The Food Standards Agency’s (FSA's) shellfish monitoring programme has successfully completed a move away from tests using mice for the detection of paralytic shellfish poisoning (PSP) and lipophilic toxins in commercially harvested shellfish.
The phasing out of animal testing in the shellfish monitoring programme has been a long-term goal of the FSA.
Without an approved alternative method available, tests on mice had previously been the most suitable way of detecting toxins in shellfish.
However, the FSA and Cefas (Centre for Environment, Fisheries, and Aquaculture Science) have spent a number of years developing alternative testing methods that do not rely on mice.

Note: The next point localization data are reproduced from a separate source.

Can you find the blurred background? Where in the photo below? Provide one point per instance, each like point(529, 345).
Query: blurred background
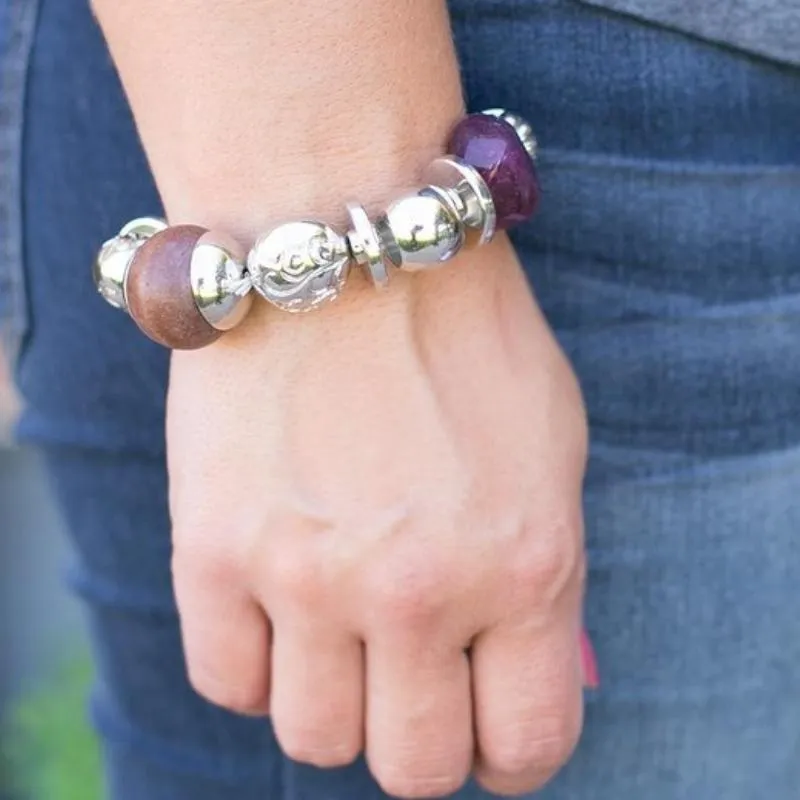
point(47, 751)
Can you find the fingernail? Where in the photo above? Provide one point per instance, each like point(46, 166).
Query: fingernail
point(591, 674)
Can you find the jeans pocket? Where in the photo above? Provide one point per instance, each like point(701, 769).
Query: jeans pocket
point(768, 28)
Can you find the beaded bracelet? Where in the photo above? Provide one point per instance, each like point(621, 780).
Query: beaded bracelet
point(184, 286)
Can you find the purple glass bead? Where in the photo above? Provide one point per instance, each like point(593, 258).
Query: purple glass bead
point(492, 146)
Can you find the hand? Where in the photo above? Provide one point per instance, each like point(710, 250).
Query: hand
point(377, 529)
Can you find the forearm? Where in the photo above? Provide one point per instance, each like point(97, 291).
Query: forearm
point(257, 111)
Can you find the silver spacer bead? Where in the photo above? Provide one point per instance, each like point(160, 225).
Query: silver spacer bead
point(220, 285)
point(420, 230)
point(143, 227)
point(300, 265)
point(465, 189)
point(110, 269)
point(365, 246)
point(520, 125)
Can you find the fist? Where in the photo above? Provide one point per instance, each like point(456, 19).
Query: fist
point(377, 530)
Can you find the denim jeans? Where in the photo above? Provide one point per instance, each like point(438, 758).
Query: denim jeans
point(667, 258)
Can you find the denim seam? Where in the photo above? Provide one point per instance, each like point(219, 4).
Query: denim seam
point(13, 79)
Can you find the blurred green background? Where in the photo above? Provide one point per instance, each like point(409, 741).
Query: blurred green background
point(47, 750)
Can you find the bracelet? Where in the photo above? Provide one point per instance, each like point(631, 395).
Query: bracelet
point(184, 286)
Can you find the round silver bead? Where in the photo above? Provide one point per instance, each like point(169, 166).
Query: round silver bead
point(300, 265)
point(420, 230)
point(365, 245)
point(143, 227)
point(520, 125)
point(465, 189)
point(220, 285)
point(110, 269)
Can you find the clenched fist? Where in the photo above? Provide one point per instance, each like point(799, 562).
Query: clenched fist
point(377, 529)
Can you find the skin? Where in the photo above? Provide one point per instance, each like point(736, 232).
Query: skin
point(376, 507)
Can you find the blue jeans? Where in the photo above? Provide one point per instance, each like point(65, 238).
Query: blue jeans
point(666, 257)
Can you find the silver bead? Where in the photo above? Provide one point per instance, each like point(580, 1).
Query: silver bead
point(300, 265)
point(520, 125)
point(365, 245)
point(110, 269)
point(465, 189)
point(220, 285)
point(143, 227)
point(420, 230)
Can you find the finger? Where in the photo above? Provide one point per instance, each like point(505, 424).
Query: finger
point(317, 704)
point(527, 684)
point(419, 719)
point(225, 637)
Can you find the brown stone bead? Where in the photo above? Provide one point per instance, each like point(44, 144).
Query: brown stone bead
point(159, 290)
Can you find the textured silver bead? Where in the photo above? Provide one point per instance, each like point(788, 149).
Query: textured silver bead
point(110, 269)
point(420, 230)
point(365, 246)
point(464, 188)
point(299, 265)
point(143, 227)
point(521, 126)
point(220, 285)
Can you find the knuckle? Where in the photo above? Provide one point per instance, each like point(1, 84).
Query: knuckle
point(545, 750)
point(551, 563)
point(406, 603)
point(206, 565)
point(296, 575)
point(238, 697)
point(317, 749)
point(399, 781)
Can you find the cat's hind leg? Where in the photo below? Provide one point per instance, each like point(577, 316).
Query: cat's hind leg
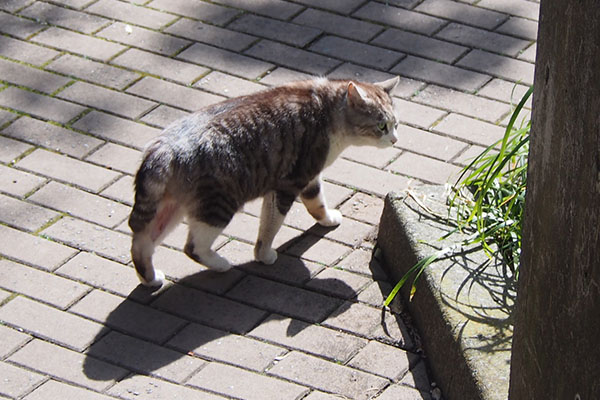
point(167, 216)
point(201, 236)
point(314, 199)
point(274, 208)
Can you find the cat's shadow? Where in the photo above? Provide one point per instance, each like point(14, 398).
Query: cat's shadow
point(125, 343)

The FSA has written to local authorities today informing them of the final phase of changes to its monitoring programme, which took effect from May 2012.
The Humane Society International/Europe has welcomed the news that the UK’s Food Standards Agency has ended all animal testing to screen for shellfish toxins.
“Humane Society International applauds the UK Food Standards Agency for being proactive ahead of the 2014 deadline and replacing animal testing for shellfish with methods that are at the cutting edge of safety testing,” said Troy Seidle, director of research and toxicology for HSI Europe. “Mice used in these tests can die one of the most agonising deaths imaginable, many of them suffocating as the toxins starve their lungs of oxygen. These tests are unreliable as well as unethical, so there is now no excuse for other EU member countries to delay better protecting consumers by also switching to superior animal-free tests.”